5.3.2 The nonlinearly constrained case

The algorithms adopted for comparison in this case are DFL gen and the two versions of NOMAD (w/ and w/o models). We point out that the handling of the constraints in NOMAD is performed by the progressive/extreme barrier approach (see [7, 10, 32]) by specifying the PEB constraints type. We would like to highlight that we only used NOMAD and the constrained version of DFL box (namely DFL gen) in this further comparison, due to their better performances in the bound constrained case and the explicit handling of nonlinearly constrained problems.

Fig. 3
figure 3

Performance and data profiles for the comparison among DFNDFL–CON, DFL gen, NOMAD (w/o models) on the 204 nonlinearly constrained problems

Fig. 4
figure 4

Performance and data profiles for the comparison between DFNDFL–CON, and NOMAD (w/ models) on the 204 nonlinearly constrained problems

Figure 3 reports performance and data profiles, for the comparison of DFNDFL–CON, DFL gen and NOMAD (not using models). The figure quite clearly shows that DFNDFL–CON is the most efficient and reliable algorithm, and the difference with the other algorithms significantly grows as the level of accuracy increases. It is important to highlight that using the primitive directions allows our algorithm to improve the strategy of DFL, which only uses the set of coordinate directions. This results in a larger percentage of problems solved by DFNDFL–CON, even when compared with NOMAD (w/ mod).

Finally, Fig. 4 reports the comparison between DFNDFL–CON and NOMAD using models on the set of 204 constrained problems. Also in this case, it emerges that DFNDFL–CON is competitive with NOMAD both in terms of data and performance profiles.

To conclude, these numerical results show that DFNDFL–CON has remarkable efficiency and reliability when compared to state-of-the-art-solvers.

6 Conclusions

In this paper, new linesearch-based methods for mixed-integer nonsmooth optimization problems have been developed assuming that first-order information on the problem functions is not available.

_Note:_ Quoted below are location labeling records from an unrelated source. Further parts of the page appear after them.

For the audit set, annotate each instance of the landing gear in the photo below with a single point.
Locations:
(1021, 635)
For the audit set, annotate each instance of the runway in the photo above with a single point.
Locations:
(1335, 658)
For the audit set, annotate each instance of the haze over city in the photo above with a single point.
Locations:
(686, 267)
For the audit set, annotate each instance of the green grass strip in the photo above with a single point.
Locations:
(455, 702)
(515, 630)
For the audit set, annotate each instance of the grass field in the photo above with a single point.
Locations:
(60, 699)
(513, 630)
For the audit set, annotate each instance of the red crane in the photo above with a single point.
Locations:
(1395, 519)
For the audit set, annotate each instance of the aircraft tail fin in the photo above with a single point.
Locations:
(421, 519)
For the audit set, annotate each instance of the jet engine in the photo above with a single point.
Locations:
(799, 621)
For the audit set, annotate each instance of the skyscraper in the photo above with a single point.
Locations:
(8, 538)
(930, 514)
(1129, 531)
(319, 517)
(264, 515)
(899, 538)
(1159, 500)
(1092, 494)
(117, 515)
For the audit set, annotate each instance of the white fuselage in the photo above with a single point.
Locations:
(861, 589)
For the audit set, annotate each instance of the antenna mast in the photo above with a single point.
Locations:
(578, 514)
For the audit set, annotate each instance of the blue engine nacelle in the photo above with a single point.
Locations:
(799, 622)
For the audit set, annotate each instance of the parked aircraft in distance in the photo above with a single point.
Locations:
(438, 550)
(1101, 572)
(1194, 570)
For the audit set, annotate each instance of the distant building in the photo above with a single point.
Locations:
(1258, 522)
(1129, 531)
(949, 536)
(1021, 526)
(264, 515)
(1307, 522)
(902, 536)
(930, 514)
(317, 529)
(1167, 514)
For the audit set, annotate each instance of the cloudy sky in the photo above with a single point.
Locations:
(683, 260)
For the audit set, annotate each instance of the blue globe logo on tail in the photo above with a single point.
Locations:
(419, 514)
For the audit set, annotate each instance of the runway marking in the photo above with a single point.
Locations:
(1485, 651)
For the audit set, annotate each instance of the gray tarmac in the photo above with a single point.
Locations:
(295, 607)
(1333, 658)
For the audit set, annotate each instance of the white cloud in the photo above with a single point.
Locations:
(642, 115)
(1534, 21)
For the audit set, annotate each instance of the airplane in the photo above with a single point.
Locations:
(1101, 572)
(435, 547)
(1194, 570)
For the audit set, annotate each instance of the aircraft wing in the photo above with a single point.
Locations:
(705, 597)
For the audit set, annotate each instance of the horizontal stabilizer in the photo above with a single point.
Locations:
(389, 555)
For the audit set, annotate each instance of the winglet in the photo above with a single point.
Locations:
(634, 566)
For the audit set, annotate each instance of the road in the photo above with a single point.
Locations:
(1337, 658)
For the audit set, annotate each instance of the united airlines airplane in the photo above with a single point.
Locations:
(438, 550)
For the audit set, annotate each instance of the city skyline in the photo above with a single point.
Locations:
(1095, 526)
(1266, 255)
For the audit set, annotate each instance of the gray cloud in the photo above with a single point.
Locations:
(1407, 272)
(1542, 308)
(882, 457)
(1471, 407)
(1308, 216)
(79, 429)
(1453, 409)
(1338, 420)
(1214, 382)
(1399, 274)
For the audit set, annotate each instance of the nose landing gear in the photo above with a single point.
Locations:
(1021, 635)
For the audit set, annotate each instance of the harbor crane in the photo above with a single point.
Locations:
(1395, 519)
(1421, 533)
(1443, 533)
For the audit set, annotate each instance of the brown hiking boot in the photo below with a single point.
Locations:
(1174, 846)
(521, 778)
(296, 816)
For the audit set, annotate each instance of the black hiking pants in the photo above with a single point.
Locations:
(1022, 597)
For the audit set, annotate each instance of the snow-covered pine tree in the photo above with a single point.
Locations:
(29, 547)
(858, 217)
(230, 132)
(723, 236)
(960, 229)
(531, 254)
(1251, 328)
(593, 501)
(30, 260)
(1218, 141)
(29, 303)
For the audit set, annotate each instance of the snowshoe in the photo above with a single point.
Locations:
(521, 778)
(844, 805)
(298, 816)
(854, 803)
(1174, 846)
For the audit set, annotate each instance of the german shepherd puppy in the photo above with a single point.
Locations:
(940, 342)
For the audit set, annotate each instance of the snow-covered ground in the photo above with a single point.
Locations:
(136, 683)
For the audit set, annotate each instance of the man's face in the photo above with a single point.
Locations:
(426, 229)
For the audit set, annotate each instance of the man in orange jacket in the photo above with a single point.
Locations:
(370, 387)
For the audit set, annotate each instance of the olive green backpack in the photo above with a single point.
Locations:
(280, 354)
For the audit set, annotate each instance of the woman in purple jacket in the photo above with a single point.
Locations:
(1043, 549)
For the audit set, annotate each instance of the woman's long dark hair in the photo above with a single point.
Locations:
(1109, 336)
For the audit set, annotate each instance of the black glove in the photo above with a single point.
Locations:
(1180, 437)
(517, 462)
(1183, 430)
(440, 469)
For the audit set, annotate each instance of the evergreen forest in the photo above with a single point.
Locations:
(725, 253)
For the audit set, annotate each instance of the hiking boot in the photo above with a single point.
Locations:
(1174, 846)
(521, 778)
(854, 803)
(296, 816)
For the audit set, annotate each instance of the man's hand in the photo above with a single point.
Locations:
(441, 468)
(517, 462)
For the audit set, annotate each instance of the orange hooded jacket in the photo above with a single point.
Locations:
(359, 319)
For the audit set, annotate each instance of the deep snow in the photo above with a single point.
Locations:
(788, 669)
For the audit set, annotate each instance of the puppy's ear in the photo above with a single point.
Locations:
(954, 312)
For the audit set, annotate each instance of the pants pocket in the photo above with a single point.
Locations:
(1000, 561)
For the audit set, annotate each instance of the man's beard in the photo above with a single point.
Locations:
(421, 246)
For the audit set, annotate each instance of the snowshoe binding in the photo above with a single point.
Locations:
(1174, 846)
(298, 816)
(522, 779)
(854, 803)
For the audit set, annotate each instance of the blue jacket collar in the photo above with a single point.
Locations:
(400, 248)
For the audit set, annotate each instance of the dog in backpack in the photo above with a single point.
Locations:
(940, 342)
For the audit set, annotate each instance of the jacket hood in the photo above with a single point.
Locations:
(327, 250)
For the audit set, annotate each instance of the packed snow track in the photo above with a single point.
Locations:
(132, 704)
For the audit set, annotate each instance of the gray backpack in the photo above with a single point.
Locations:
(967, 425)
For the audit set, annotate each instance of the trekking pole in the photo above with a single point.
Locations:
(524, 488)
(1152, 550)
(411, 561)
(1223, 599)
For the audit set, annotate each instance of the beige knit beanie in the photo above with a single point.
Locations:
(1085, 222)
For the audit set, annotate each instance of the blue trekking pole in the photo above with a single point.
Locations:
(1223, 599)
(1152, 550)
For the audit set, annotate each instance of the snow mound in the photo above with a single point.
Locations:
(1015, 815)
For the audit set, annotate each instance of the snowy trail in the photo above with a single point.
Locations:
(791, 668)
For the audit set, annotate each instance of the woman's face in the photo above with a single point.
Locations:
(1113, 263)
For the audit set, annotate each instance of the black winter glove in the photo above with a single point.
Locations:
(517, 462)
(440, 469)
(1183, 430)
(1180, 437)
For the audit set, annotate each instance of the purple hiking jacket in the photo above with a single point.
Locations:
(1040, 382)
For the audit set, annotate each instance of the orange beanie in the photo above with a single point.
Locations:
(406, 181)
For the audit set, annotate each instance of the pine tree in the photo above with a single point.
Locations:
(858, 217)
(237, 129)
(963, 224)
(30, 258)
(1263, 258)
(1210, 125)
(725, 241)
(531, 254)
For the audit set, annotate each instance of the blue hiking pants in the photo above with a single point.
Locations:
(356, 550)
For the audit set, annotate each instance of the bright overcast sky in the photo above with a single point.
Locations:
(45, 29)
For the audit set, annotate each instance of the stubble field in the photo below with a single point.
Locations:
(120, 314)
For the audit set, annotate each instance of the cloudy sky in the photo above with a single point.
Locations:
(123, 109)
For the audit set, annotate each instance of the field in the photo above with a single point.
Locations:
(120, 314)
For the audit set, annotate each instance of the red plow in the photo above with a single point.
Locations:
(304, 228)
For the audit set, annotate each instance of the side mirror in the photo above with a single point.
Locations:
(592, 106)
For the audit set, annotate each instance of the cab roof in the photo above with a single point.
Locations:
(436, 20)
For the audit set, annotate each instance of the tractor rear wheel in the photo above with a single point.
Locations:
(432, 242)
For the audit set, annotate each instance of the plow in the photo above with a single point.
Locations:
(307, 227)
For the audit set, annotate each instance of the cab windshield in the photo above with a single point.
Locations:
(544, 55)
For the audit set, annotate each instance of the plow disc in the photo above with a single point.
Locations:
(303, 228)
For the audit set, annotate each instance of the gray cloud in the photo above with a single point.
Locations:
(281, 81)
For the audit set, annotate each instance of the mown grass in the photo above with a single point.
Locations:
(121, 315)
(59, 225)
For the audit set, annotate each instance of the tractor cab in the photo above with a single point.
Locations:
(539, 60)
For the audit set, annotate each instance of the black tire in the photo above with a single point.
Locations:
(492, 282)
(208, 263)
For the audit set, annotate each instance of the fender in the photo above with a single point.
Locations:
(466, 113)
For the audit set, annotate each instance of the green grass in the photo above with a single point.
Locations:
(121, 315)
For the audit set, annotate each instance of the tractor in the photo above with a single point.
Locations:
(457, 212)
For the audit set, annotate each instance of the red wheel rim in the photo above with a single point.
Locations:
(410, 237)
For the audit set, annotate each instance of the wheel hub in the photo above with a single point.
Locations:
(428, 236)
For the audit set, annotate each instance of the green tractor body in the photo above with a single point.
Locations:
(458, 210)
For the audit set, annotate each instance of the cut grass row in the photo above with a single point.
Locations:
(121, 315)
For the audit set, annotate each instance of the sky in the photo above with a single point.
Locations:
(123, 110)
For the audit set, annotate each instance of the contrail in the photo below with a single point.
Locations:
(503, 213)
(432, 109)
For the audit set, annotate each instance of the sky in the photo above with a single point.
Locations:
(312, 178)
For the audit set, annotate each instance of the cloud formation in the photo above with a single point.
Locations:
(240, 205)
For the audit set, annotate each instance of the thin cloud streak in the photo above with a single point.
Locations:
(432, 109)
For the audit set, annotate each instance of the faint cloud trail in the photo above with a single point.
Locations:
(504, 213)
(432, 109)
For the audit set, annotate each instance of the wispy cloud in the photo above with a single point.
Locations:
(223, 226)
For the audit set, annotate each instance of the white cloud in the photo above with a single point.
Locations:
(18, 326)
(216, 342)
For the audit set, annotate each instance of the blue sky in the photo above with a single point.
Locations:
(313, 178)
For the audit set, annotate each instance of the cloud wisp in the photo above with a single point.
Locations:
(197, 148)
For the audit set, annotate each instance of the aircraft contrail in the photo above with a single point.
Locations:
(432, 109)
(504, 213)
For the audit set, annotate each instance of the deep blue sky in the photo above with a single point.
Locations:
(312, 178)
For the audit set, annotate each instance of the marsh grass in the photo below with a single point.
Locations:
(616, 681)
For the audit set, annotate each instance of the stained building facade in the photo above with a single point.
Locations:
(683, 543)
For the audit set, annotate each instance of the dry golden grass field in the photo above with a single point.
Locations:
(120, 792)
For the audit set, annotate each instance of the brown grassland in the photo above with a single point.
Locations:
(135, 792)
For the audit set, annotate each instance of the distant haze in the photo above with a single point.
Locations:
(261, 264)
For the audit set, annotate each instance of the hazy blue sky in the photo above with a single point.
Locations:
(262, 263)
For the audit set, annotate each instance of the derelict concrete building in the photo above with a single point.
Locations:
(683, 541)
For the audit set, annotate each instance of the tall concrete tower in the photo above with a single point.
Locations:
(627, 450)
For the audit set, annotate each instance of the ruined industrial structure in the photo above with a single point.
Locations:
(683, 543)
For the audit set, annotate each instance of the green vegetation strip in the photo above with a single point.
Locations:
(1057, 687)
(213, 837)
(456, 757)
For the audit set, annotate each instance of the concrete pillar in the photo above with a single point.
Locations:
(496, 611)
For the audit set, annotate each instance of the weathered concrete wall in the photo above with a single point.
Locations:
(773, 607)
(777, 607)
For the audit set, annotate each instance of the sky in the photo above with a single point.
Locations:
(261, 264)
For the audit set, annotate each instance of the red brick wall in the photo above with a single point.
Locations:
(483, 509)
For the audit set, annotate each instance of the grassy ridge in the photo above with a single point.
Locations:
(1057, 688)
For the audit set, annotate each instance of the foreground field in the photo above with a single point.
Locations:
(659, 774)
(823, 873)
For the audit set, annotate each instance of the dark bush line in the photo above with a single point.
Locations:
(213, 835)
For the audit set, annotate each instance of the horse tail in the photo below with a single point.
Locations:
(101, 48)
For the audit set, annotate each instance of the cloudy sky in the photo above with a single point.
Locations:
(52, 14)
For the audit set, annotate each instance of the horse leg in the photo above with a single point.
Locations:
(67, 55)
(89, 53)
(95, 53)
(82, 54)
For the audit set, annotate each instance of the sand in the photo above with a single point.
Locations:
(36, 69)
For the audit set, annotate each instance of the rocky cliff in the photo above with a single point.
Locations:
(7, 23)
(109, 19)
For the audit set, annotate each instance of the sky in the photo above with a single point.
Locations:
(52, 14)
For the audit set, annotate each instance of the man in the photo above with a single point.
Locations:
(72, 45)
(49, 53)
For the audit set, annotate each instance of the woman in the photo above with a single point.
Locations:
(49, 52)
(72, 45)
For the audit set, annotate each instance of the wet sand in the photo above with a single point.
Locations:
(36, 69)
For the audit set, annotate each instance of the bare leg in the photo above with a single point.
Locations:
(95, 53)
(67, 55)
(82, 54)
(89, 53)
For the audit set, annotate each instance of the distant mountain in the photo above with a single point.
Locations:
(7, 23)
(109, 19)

First, a general framework for bound constrained problems has been described. Then, an exact penalty approach has been proposed and embedded into the framework for the bound constrained case, thus allowing to tackle the presence of nonlinear (possibly nonsmooth) constraints. Two different sets of directions are adopted to deal with the mixed variables. On the one hand, a dense sequence of continuous search directions is required to detect descent directions. On the other hand, primitive directions are employed to suitably explore the integer lattice thus avoiding to get trapped into bad points.

Numerical experiments have been performed on both bound and nonlinearly constrained problems. The results highlight that the proposed algorithms have good performances when compared with some state-of-the-art-solvers, thus providing a good tool for handling the considered class of derivative-free optimization problems.